Ainda em âmbito judicial, o síndico disse que aguarda a decisão sobre o processo que moveu contra a emissora de televisão, que veiculou a reportagem com informações falsas fornecidas pelo morador. Segundo ele, a reportagem já foi tirada do ar, mas ele aguarda a concessão de direito de resposta.
Outra providência tomada por ele para gerenciar a crise reputacional foi acionar o seguro de responsabilidade civil do síndico, que disponibilizou suporte jurídico, assessoria de imprensa, especialistas em gestão de imagem e gerenciamento de crise.
Depois dessa experiência, Alain passou a adotar postura mais firme e preventiva nos condomínios que administra. “Passei a notificar formalmente, por meio do departamento jurídico, qualquer morador que ultrapasse os limites do respeito ou formule acusações sem fundamento.”

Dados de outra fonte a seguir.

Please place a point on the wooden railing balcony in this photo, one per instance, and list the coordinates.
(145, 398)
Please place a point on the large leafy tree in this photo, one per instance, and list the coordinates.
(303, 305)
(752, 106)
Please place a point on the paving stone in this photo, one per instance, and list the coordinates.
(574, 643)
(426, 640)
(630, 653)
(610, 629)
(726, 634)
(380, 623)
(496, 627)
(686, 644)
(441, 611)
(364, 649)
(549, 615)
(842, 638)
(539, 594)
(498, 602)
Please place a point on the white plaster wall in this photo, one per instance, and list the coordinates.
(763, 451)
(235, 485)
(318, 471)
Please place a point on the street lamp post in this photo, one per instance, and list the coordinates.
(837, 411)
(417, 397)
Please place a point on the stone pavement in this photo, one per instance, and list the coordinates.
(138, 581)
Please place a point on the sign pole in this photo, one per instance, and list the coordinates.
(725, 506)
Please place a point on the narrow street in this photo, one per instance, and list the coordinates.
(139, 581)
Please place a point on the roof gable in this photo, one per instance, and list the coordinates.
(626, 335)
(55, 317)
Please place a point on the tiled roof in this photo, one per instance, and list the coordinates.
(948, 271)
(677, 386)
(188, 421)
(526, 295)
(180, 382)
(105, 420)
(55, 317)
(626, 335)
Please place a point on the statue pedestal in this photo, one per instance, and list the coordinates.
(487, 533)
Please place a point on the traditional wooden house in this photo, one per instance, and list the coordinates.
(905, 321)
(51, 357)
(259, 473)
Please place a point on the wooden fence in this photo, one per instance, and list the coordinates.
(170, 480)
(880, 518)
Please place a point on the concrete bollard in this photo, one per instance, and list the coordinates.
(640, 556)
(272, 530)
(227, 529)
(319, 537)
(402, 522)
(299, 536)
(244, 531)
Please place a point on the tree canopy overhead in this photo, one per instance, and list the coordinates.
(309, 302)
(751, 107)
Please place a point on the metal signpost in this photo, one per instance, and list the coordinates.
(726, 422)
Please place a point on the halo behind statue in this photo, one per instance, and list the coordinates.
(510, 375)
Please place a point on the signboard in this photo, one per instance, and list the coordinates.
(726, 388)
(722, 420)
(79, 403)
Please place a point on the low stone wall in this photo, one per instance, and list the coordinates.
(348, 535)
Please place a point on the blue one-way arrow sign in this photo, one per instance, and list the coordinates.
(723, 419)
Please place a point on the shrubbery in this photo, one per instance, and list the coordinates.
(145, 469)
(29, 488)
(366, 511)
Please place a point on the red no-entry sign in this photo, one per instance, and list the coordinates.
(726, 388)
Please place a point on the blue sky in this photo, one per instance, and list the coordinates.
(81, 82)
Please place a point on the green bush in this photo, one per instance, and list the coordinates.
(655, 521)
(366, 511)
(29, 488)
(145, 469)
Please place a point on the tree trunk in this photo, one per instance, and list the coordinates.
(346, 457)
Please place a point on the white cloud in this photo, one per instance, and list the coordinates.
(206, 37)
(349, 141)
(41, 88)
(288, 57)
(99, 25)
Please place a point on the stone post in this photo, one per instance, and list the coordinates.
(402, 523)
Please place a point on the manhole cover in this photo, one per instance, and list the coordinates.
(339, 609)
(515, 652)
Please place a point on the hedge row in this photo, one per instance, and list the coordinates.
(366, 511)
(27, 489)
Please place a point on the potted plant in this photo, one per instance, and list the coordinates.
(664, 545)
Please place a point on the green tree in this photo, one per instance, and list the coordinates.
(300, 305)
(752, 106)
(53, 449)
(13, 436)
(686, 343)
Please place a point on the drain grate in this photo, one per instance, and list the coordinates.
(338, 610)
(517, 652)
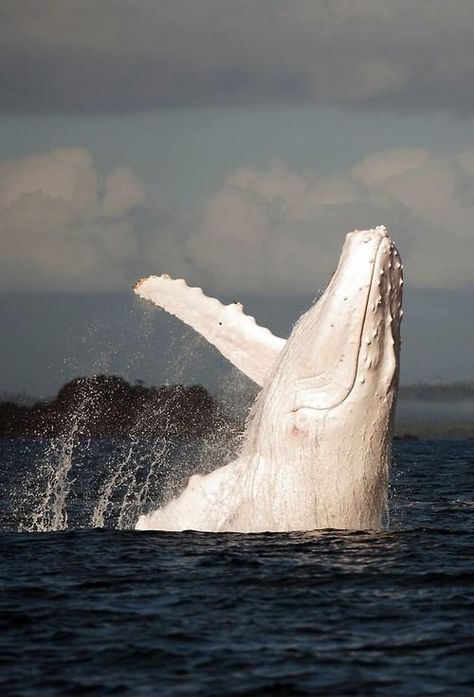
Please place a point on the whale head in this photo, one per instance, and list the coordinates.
(326, 413)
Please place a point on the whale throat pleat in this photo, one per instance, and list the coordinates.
(251, 348)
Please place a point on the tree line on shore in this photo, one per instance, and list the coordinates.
(107, 406)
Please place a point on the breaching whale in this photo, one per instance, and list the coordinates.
(317, 447)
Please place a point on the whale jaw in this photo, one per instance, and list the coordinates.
(316, 451)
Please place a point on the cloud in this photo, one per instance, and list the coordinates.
(114, 56)
(65, 225)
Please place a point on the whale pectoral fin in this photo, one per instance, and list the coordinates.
(251, 348)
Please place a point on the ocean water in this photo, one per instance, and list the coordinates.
(106, 610)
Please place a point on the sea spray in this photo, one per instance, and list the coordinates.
(83, 480)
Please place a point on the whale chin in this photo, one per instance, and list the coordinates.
(316, 451)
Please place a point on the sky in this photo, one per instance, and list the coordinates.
(233, 144)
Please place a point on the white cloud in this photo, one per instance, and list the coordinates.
(67, 226)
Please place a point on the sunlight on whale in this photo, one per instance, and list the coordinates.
(317, 447)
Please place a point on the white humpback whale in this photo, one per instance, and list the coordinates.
(317, 447)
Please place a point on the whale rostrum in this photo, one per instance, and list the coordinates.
(317, 447)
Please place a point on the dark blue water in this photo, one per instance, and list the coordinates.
(99, 612)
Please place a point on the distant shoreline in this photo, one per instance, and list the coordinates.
(107, 406)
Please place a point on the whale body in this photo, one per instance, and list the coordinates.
(317, 447)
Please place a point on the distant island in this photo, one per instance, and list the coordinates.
(107, 406)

A síndica profissional Elisabeth Machado Gomes também enfrentou duras provações em seus 30 anos de atuação na gestão de condomínios em São Paulo, englobando acusações falsas, agressões verbais e até físicas.
Em um episódio recente, ela conta que foi acusada por um morador de roubo e que não tinha feito uma cotação corretamente. "Foi feito todo o trâmite legal, a assembleia deliberou, e a Justiça confirmou que nós estávamos certos”, conta a síndica, que diz lidar com tranquilidade com cobranças e críticas inerentes ao cargo.

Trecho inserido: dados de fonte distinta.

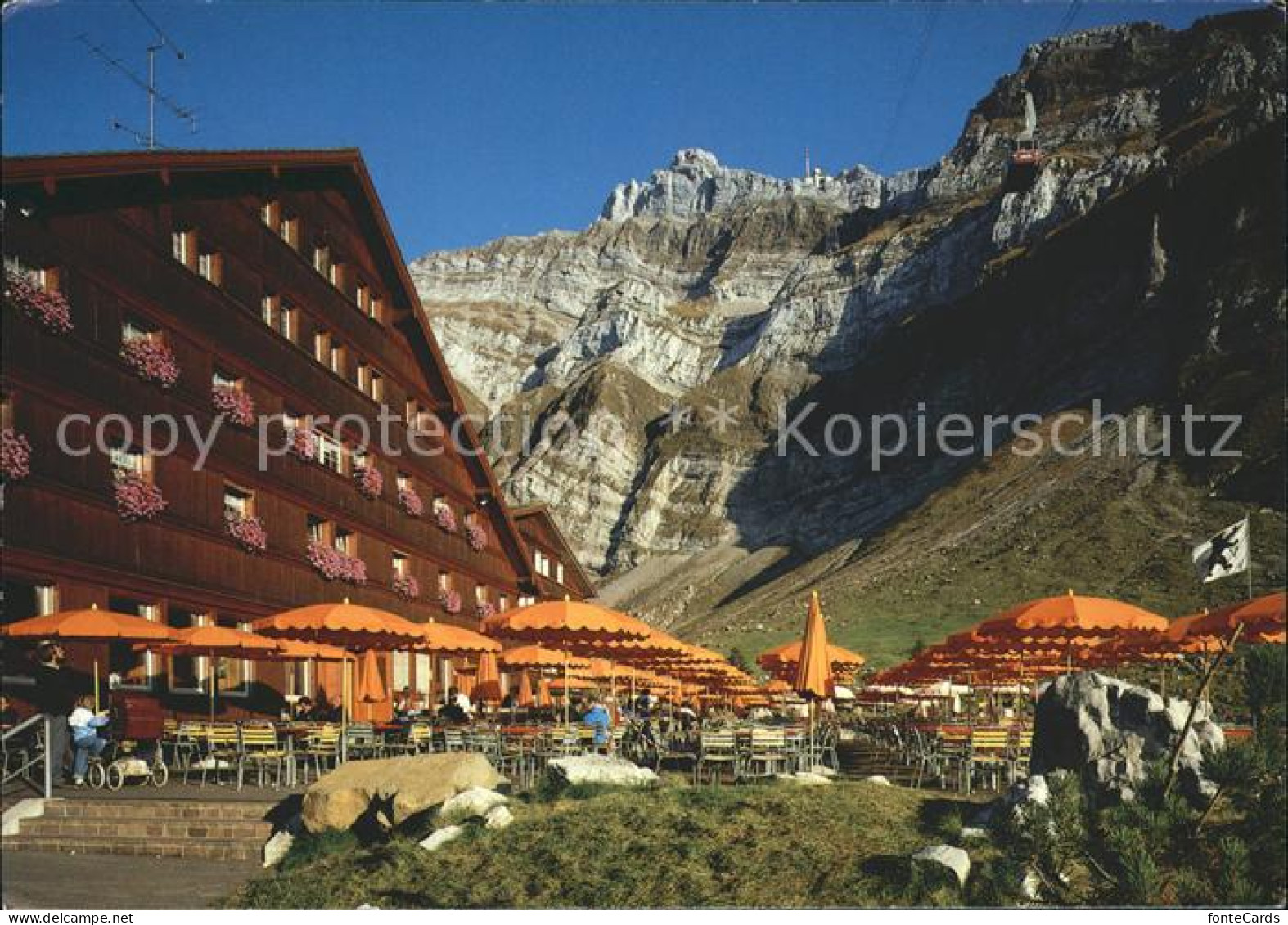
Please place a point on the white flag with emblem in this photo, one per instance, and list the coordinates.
(1224, 555)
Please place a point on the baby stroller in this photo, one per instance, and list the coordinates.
(134, 754)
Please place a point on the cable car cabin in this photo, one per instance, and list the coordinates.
(1023, 170)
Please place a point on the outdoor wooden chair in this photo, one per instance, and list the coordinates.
(716, 752)
(767, 753)
(321, 749)
(361, 741)
(419, 740)
(260, 749)
(223, 743)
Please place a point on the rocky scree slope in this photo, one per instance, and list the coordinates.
(1142, 267)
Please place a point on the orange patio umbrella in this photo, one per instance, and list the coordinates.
(814, 669)
(348, 626)
(1263, 620)
(372, 685)
(525, 698)
(568, 624)
(218, 642)
(89, 626)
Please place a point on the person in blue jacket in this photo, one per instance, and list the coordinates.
(598, 718)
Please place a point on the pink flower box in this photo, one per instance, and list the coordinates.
(137, 498)
(410, 502)
(235, 403)
(15, 456)
(368, 480)
(151, 359)
(406, 587)
(249, 532)
(336, 565)
(444, 518)
(450, 601)
(48, 309)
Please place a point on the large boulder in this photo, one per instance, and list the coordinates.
(601, 770)
(1106, 730)
(394, 789)
(475, 803)
(947, 855)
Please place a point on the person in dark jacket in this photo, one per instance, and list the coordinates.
(53, 695)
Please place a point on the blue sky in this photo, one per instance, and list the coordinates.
(487, 120)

Mas foi a denúncia de uma moradora em um site de reclamação que abalou a síndica emocionalmente. Pois, segundo ela, as pessoas usam canais de reclamação de maneira indevida para tentar prejudicar o nome de um síndico. "Eu chorei muito, porque saiu do limite daquilo que eu podia resolver e quase me desencadeou um burnout", diz a síndica, que critica o site por não ter filtros adequados. "Quando você não tem com quem falar, é muito difícil.”
Para Elisabeth, “diante de calúnias, a agilidade na resposta é a principal defesa. O síndico não deve se omitir e precisa notificar formalmente os ofensores, exigindo a interrupção dos ataques e uma retratação”, relata a síndica, que recomenda que sejam guardados todos os áudios e interações agressivas como salvaguarda.

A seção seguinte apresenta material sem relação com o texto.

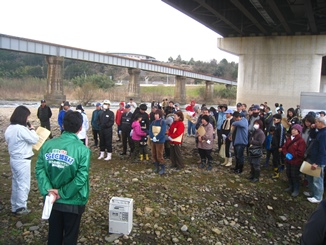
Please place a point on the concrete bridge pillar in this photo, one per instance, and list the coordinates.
(209, 91)
(180, 90)
(133, 86)
(54, 93)
(277, 68)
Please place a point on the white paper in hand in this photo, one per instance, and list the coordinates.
(48, 206)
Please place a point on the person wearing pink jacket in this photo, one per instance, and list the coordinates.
(136, 135)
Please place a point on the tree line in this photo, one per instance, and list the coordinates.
(89, 76)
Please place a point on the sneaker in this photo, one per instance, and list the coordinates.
(22, 211)
(237, 171)
(313, 200)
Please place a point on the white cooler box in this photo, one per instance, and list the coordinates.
(120, 215)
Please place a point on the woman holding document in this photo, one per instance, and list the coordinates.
(175, 135)
(293, 150)
(20, 137)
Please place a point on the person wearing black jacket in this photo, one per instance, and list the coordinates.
(44, 113)
(106, 122)
(125, 130)
(277, 143)
(144, 123)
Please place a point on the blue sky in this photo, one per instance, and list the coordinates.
(148, 27)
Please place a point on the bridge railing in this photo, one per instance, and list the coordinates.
(38, 47)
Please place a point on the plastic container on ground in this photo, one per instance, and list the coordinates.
(120, 215)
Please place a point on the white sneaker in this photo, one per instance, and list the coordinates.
(108, 157)
(313, 200)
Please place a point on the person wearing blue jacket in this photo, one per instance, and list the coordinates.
(239, 137)
(95, 124)
(318, 159)
(157, 131)
(66, 107)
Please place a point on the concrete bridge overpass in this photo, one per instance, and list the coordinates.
(281, 44)
(55, 55)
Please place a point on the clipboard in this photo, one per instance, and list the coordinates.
(201, 130)
(43, 134)
(306, 169)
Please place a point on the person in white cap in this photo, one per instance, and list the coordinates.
(106, 122)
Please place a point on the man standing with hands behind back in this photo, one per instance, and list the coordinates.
(62, 171)
(44, 113)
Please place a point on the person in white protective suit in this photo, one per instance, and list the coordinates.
(20, 137)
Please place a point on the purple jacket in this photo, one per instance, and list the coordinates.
(137, 131)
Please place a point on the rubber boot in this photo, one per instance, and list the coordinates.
(266, 163)
(225, 161)
(203, 163)
(101, 155)
(167, 153)
(162, 170)
(209, 167)
(256, 176)
(229, 164)
(252, 173)
(157, 167)
(108, 157)
(295, 192)
(276, 174)
(289, 189)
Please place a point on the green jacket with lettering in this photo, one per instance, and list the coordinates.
(63, 164)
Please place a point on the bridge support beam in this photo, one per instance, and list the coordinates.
(180, 90)
(54, 93)
(276, 69)
(209, 91)
(133, 86)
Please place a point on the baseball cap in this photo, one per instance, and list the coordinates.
(228, 111)
(255, 107)
(79, 107)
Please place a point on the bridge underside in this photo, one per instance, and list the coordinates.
(243, 18)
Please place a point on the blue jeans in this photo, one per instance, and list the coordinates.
(316, 185)
(191, 128)
(239, 156)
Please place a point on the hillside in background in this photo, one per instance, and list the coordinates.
(85, 81)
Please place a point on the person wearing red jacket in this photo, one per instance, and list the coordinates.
(118, 115)
(190, 114)
(175, 136)
(293, 150)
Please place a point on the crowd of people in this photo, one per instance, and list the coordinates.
(287, 138)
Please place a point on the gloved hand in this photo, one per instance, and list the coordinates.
(288, 156)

Outra providência tomada pela síndica é a leitura de todas as reclamações e suas respectivas respostas nas assembleias, exigindo que tudo conste em ata. “É uma forma de deixar tudo documentado”, aconselha. “O síndico precisa atuar com firmeza, escuta ativa e flexibilidade.”
Segundo ela, a principal estratégia de defesa é a gestão transparente e uma prestação de contas impecável. “Isso é um escudo contra falsas denúncias”, reforça a síndica, para quem sua imagem e reputação não têm preço. "O bem mais precioso é o nome da gente."
Fontes consultadas: João Paulo Rossi Paschoal (advogado); Roberto Viegas (jornalista e especialista em condomínios); Alain Ângelo (síndico profissional); Elisabeth Machado Gomes (síndica profissional).